Intensity patterns at the image sensor of (a) object with the scatterer in the imaging system and (b) object without the scatterer. (c) Single shot reconstruction of the object using nonlinear processing. Scale bar: 350 μm.

Figure 4
figure 4

Reconstruction results for different values of α and β. Scale bar: 350 μm.

In the next part of the experiment, the multi-plane imaging capability of the system was studied. The two objects mentioned earlier were critically illuminated in two different channels and the pinhole was illuminated in the third channel. Initially, object 1 and object 2 were placed at the same axial location along with the pinhole. All the three objects were kept at a distance of 11.7 cm from the scattering sheet, and the intensities of the object and the pinhole were captured by the image sensor placed at a distance of 9 cm from the lens L1. The magnitudes of the object and point object were tuned as earlier, and the entropies were calculated. Based on Fig. 5, the best reconstruction result was obtained for α = −0.2 and β = 0.8. Next, object 1 and object 2 were axially separated by a distance of ΔZ = 3 mm, and the pinhole was kept at the same axial location as that of object 2 (Z2). The same procedure of tuning α and β was repeated and the entropies were recorded for different cases. In this case, the best reconstruction result was obtained for α = −0.4 and β = 1, as shown in Fig. 6. Similarly, when the pinhole and object 1 were in the same axial plane, whereas object 2 was separated by a distance of ΔZ = 3 mm, it was observed that the best reconstructed image was obtained for α = −0.2 and β = 0.8, as shown in Fig. 7. Note that optimum values of α and β are different for each state of the 3D scene even when the objects are the same, and hence the non-linear correlation is adaptive in the sense of adapting different optimal α and β parameters to different observed scenes.

Figure 5
figure 5

Reconstruction results of the two objects located at the same axial plane for different values of α and β. Scale bar: 350 μm.

Figure 6
figure 6

Reconstruction results of the two-plane object using PSF of the axial location of the digit ‘6’, for different values of α and β. Scale bar: 350 μm.

Figure 7
figure 7

Reconstruction results of the two-plane object using PSF of the axial location of the element 5 of group 2 of the United States Air Force (USAF) resolution chart, for different values of α and β. Scale bar: 350 μm.

Summary and Conclusions

In conclusion, we have presented a simple incoherent interferenceless single-shot imaging technique capable of imaging through scattering layers.
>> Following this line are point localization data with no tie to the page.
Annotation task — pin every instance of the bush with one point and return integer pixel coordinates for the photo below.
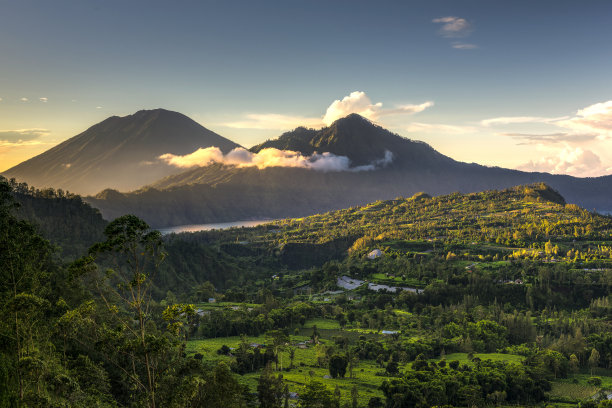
(596, 381)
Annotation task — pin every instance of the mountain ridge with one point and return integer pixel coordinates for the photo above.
(118, 152)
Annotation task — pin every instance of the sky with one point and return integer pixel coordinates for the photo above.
(517, 84)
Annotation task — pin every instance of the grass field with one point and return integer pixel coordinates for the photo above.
(305, 368)
(576, 386)
(463, 357)
(572, 391)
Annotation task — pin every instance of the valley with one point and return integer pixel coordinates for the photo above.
(497, 297)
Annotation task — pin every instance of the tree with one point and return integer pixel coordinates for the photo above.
(134, 248)
(279, 340)
(574, 363)
(316, 395)
(354, 397)
(270, 389)
(337, 365)
(593, 360)
(23, 276)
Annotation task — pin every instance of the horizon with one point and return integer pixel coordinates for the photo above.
(528, 91)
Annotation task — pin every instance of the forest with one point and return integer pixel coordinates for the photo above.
(496, 298)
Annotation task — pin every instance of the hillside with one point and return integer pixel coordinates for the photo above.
(119, 152)
(530, 222)
(63, 218)
(391, 166)
(362, 142)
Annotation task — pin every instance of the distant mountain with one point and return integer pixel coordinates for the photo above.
(119, 153)
(64, 219)
(361, 141)
(218, 192)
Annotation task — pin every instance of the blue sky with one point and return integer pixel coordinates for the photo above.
(521, 84)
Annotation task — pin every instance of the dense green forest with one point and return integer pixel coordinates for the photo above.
(490, 299)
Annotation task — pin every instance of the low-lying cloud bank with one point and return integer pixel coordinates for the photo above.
(271, 157)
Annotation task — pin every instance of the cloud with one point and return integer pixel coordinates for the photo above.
(274, 121)
(358, 102)
(6, 146)
(270, 157)
(438, 127)
(574, 161)
(453, 26)
(551, 137)
(464, 46)
(508, 120)
(596, 118)
(21, 135)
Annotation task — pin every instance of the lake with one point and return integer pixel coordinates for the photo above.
(207, 227)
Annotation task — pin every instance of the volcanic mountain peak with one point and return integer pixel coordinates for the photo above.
(361, 140)
(119, 152)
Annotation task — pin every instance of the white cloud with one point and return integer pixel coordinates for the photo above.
(464, 46)
(596, 118)
(453, 26)
(6, 146)
(551, 137)
(574, 161)
(274, 121)
(356, 102)
(438, 127)
(508, 120)
(359, 102)
(269, 157)
(19, 135)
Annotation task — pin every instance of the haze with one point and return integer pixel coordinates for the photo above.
(517, 84)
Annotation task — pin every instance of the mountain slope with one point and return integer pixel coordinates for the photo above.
(361, 141)
(219, 193)
(119, 152)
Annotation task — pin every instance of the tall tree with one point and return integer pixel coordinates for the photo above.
(133, 248)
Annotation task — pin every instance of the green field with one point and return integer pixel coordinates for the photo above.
(463, 357)
(305, 368)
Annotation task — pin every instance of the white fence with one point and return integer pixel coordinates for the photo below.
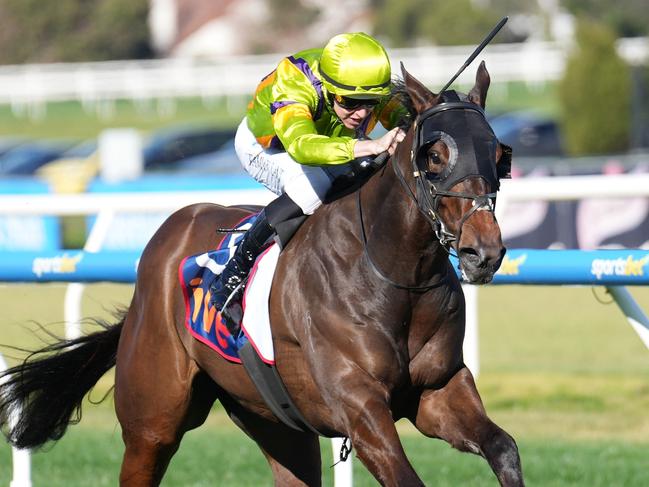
(532, 62)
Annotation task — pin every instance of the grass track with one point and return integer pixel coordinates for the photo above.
(564, 374)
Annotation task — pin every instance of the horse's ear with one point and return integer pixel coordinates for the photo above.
(478, 93)
(422, 98)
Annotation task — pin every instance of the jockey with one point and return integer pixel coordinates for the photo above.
(307, 117)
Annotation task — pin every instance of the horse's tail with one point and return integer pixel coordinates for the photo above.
(40, 397)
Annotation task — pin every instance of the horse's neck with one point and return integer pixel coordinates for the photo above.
(398, 235)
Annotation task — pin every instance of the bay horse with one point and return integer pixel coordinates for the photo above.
(367, 313)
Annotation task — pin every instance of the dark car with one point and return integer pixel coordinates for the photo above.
(528, 134)
(165, 150)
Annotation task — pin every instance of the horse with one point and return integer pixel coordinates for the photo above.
(367, 313)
In this method we have implemented adaptive non-linear processing and demonstrated both single-plane imaging and multi-plane imaging. The scattering layer has to be characterized first by using a guide-star, thus currently making the method effectively invasive imaging through the scattering medium. However, it can be made non-invasive using a fluorescent dye to mark the point object and the object. If such fluorescent markers can be excited from outside the scattering layers, the proposed method might become non-invasive. A pinhole of 100 microns is selected solely to maintain the intensity above the detectable threshold, although a smaller pinhole would provide better image resolution, but might not provide the desirable intensity of light required for the process to work. Thus, while the technique has several advantages, it also has some disadvantages, and additional research is required to overcome them.